Detective Sbam

Web App
Comments Less Likely to be Spam
Comments More Likely to be Spam
Visualization of Spam Words

Inspiration

We were tired of Youtube's disastrous comments about advertisements to shady websites and personal channels, so we found a way for the Youtube content creators and viewers to enjoy the comment reading experience again.

What it does

Hands the spam hammer down on comments. Given a Youtube video link to our web app, the web app will display the first 100 comments along with the probability of it being spam using an RNN. You can view the most frequent spam words in a word cloud visualization.

How we built it

The RNN model is trained on Youtube Spam Collection Dataset from UCI Machine Learning Repository. The RNN model incorporates LSTM layer, Bidirectional layer, Convolutional layer, etc. We utilized Stanford's Glove word embedding matrix to boost the performance of the RNN model. And we trained the model using Google Compute Engine.

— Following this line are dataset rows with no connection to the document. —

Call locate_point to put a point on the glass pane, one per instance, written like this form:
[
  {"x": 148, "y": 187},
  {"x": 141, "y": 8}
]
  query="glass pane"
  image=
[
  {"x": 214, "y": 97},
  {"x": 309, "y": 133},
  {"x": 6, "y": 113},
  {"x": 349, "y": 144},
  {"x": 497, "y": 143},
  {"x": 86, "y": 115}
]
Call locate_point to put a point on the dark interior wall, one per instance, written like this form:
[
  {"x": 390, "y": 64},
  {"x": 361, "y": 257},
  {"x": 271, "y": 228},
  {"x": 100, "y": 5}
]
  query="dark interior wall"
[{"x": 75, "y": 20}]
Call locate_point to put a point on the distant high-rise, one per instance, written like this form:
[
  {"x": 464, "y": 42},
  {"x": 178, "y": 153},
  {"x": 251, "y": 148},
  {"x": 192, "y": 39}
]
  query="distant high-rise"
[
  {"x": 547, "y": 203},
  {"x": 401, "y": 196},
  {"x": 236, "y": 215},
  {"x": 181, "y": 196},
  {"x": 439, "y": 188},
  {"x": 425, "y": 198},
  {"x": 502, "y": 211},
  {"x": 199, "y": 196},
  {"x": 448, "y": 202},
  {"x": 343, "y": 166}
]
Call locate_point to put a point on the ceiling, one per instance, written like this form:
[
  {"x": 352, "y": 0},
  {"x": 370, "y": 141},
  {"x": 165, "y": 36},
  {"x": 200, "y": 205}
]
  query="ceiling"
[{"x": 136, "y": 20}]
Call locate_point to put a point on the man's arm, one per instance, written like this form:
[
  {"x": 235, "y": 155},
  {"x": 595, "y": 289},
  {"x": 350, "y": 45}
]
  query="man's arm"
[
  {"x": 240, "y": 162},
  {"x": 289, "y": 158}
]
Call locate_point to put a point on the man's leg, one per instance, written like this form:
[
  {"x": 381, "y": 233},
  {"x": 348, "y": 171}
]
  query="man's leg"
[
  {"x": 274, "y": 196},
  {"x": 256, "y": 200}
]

For the backend, we're using Flask on Google Compute Engine.The front-end is done in react, and the word cloud is generated by d3.js and spam comments grabbed by Youtube's API.

Challenges we ran into

Tensorflow not available for Python 3.7 :'( RNN not converging well. We decided to use Stanford's Glove word embedding matrix to provide correlations among words. CORS errors; we can't request files from http (where the data were originally stored in), so we had to change it to https.